De notre côté de l’Atlantique, nous n’aimons pas trop le biopic. Trop américain, trop casse-gueule, trop souvent académique, lisse, didactique et nationaliste sur le thème du grand-homme. On pourrait émettre l’hypothèse que les États-Unis n’ayant pas d’Histoire, Hollywood ressent le besoin de combler ce vide de grandes figures en en créant de concert avec les autres industries créatives (souvent la chanson ; et de plus en plus ces dernières années). Walk the Line, au-delà du biopic, est un film réussi : en reconstituant la vie de Johnny Cash, l’Homme en Noir, un des plus géniaux auteurs-compositeurs-interprètes de la musique américaine, le film recrée surtout les années 1950.
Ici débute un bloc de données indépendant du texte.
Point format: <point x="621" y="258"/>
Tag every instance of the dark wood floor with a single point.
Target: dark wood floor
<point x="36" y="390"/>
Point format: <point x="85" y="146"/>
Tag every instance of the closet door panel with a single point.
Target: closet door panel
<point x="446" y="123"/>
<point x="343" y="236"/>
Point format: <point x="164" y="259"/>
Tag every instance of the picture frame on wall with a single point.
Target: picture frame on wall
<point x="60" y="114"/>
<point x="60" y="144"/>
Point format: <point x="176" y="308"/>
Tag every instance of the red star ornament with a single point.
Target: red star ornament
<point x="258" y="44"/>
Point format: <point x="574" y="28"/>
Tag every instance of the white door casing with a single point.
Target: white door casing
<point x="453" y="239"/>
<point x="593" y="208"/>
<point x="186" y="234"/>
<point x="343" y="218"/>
J. R. Cash est le deuxième fils d’une famille de paysans pauvres de l’Arkansas, qui rêve en écoutant la radio et en particulier la jeune June Carter. Son grand frère Jack meurt prématurément et il s’en sentira coupable toute sa vie à cause de la haine tenace de son père. Ce traumatisme fondateur est traité assez subtilement par le film : ouverture sur la « loge » de Cash à Folsom, où il s’apprête à enregistrer le fameux album At Folsom Prison (1968) et d’où l’on entend les applaudissements d’impatience des prisonniers, Johnny Cash fixe une scie circulaire, la même que celle qui a tué son frère. Le film repart en arrière sur l’enfance, le début de carrière, et se termine dans les années 1960 avec le mariage avec June Carter.
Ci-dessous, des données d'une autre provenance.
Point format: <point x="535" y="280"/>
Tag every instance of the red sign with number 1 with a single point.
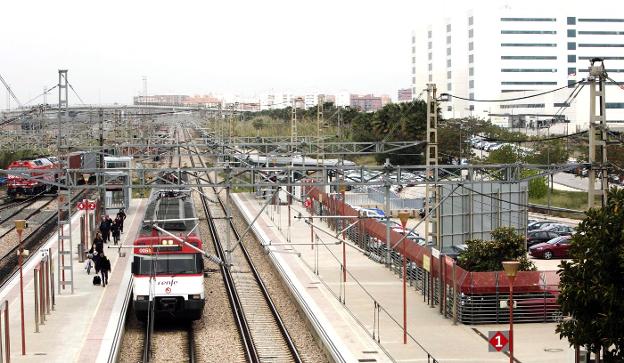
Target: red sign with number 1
<point x="498" y="341"/>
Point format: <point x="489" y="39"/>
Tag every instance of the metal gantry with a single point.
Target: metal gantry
<point x="597" y="133"/>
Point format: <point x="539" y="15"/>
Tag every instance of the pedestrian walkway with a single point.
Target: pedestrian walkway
<point x="364" y="317"/>
<point x="83" y="324"/>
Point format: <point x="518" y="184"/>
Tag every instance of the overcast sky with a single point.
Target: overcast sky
<point x="246" y="47"/>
Si l’on n’est pas particulièrement fan de Johnny Cash (c’est mon cas), on peut profiter des deux grandes qualités du film : la musique, et l’histoire d’amour sublime entre Johnny et June. Joaquin Phoenix ne ressemble certes pas à Johnny Cash, ni physiquement ni vocalement, mais il interprète magnifiquement ses chansons avec sa voix profonde et des mimiques du visage proches de la transe, absolument fascinantes. Et malgré tout son charisme et le magnétisme presque mystique, parfois inquiétant de son jeu, il se fait voler la vedette par Reese Witherspoon, éblouissante en June Carter, insufflant de la vie et une force incroyable au film, tout en chantant magnifiquement bien. Leur trop court duo sur Time’s a Wastin’ est le plus beau moment du film, on y perçoit tout : l’indéniable attirance des personnages, la complicité des acteurs-chanteurs, et l’interdit moral de ces États-Unis puritains des années 1950 (June Carter était d’ailleurs une femme libre avant l’heure, divorcée deux fois avant Cash). James Mangold filme les scènes de concert avec beaucoup de talent ; Cocaine Blues à Folsom est encore plus vibrante et habitée que le vrai album, on ressent la communion dingue entre Cash/Phoenix et les détenus. L’ambiance des honky tonks lors des tournées de ces jeunes artistes naissants dans les années 1950, aujourd’hui mythiques, est jouissive pour qui s’intéresse à l’époque : on voit et entend un Elvis, un Jerry Lee Lewis, un Carl Perkins, un Roy Orbison…
J’aime la country, ce genre musical si américain, précisément pour ce qu’elle dit de ce pays fou. Walk the Line réussit ce tour de force de rester dans le cadre du biopic de Johnny Cash tout en le dépassant pour raconter une époque et un pays à travers sa musique et ses musiciens. Chapeau bas (de cow-boy) James Mangold, et vivement Dylan.